Perhaps at that point the disciples didn’t understand that seeing Our Lord’s transfigured face was more than a reward for a hard day’s climb up the mountain that would help them see the divinity in their teacher who was the most human a human could be. Indeed, since they didn’t understand as Jesus cautioned them to not tell of the event until he had died and risen again, they could not understand how seeing his glorified face was to prepare them for when it would be covered by bruises, spittle, blood, and sweat. No faces could be externally more different than that glorious visage and the bruised one which gazed with sorrow on Peter as the cock crowed or that of the marred face that looked down on John from the cross.

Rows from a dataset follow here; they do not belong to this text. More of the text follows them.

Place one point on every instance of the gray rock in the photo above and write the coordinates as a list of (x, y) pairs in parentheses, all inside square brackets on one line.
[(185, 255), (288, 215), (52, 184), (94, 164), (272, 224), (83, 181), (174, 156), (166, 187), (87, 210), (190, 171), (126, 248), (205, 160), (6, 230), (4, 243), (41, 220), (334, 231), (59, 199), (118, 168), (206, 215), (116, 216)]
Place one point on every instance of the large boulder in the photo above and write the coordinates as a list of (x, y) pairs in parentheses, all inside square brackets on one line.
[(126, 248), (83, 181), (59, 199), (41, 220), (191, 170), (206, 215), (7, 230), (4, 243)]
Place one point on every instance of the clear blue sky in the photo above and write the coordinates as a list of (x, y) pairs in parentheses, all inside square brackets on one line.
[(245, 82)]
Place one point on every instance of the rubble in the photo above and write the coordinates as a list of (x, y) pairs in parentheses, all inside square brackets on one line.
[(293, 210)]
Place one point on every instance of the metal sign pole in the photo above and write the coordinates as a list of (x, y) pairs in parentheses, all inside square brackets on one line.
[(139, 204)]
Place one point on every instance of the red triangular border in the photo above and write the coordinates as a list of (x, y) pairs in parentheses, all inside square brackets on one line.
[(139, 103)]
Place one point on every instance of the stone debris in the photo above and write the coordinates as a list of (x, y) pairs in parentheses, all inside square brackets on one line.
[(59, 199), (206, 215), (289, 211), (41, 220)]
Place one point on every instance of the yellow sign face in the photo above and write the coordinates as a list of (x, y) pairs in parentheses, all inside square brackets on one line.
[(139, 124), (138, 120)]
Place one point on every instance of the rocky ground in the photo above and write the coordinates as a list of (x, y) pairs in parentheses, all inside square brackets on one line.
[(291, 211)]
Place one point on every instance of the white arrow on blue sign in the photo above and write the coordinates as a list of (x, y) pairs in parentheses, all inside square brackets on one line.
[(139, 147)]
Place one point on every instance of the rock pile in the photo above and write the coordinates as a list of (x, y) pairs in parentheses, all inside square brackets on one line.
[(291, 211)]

However, at no point did Jesus cease to be God. Perhaps we are going through a situation and see only the bloody suffering of the cross. The glory and overwhelming beauty of His Face is hidden from us. Then we say with the psalmist, “Of you my heart has spoken: seek His face. It is your face, O Lord, that I seek. Hide not your face from me.” Lord, give me your understanding to see the glory when all I see is the cross. Lord, you chose to suffer and be obedient! Lord, help me to trust that this cross is necessary and leads to your glory.

Finally, in the theme of the National Eucharistic Revival, we can also think of the face of Jesus hidden in the Eucharist. As in the hymn Adoro te devote, “In Cruce latebat sola Deitas, At hic latet simul et Humanitas.” On the Cross, Jesus’ divinity lay hidden; in the Eucharist, his humanity is hidden too. However, we acknowledge both in both! Whether we feel like we are climbing Mt. Tabor or Mt. Calvary, whether we are trying to see the glory hidden on the cross or under the appearance of bread, we ask for faith and courage to seek His Face!